Netflix: »The Andy Warhol Diaries«

»The Andy Warhol Diaries« (Miniserie, 2022). © Andy Warhol Foundation/Netflix

© Andy Warhol Foundation/Netflix

»Ich wäre gern eine Maschine«

Kein anderer hat das Kunstwerk im Zeitalter seiner technischen Reproduzierbarkeit mehr auf den Punkt gebracht. In seiner »Factory« stellten Assistenten Werke am Fließband her. Dieser seriellen Produktionsweise hätte der Künstler sich am liebsten auch selbst anverwandelt: »Ich wäre gern eine Maschine«, sagt Andy Warhol einmal. »Maschinen haben weniger Probleme.«

Die Netflix-Serie »The Andy Warhol Diaries« hätte ihm geschmeichelt. Basierend auf den 1989 posthum erschienenen Tagebüchern, die Warhol tagtäglich seiner Sekretärin Pat Hackett am Telefon diktierte, wirft die Dokuserie aufschlussreiche Blicke auf das Privatleben des Peter Pans der Pop-Art. Vor allem die Machart des Sechsteilers entspricht dem Geist Warhols. So wird die Stimme des 1987 gestorbenen Künstlers von einer Audio-KI täuschend echt gefakt: Warhol hat sich tatsächlich in eine Maschine verwandelt.

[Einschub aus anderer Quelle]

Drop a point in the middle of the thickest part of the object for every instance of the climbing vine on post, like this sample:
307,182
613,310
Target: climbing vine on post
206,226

Das Medium Film spielte bekanntlich eine Schlüsselrolle für ihn, weshalb auch im Alltag die Kamera nur selten abgeschaltet wurde. Durch die Verknüpfung mit den »selbst gesprochenen« Tagebüchern erweckt die überbordende Fülle von Archivfilmen den Eindruck, als würde Warhol nun auch sein Privatleben endgültig zur Kunst der Oberfläche erheben.

Dabei konzentriert sich die sechsteilige Reihe auf die bislang weniger bekannte Phase nach 1976. Also jene Epoche, in der Kritiker ihm vorwarfen, er würde den inflationären Ausverkauf seiner Kunst praktizieren. Angeblich war Warhol asexuell, ein von ihm selbst befeuertes Gerücht. Die »Diaries« dagegen beleuchten langjährige Beziehungen des schwulen Mannes.

Aufschlussreich ist das Kapitel über den ästhetischen Dialog mit dem Graffiti-Maler Jean-Michel Basquiat. Als erster Afroamerikaner schaffte er den Durchbruch in der US-amerikanischen Kunstwelt. Trotzdem verunglimpfte die Kritik ihn seinerzeit als »Warhols Maskottchen«. Die Tagebücher lassen erahnen, wie sehr Basquiat den zu dieser Zeit ausgebrannten Pop-Art-Guru tatsächlich inspirierte.

Die Dokuserie führt vor Augen, wie der Künstler im Bemühen, sich beständig neu zu erfinden, seine Fühler überallhin ausstreckte. Selbst das Schaulaufen der Prominenten im »Studio 54« machte er nutzbar, um die Marke Warhol permanent zu promoten. Ein Werbeauftritt für den Comodore Amiga PC von 1985 – bei dem er mit einem Zeichenprogramm ein Porträt von Deborah Harry entwirft – lässt erahnen, was Warhol wohl mit der Digitalisierung angefangen hätte.

Zu Wort kommen neben Pat Hackett, der Herausgeberin der »Diaries«, Freunde und Kollegen wie der Künstler Julian Schnabel oder der Filmemacher John Waters. Nicht nötig gewesen wären angesichts dieser Materialfülle jene Reenactment-Szenen, in denen der Schauspieler Bill Irwin in die Rolle des von Selbstzweifeln geplagten Mannes mit der Silberperücke schlüpft.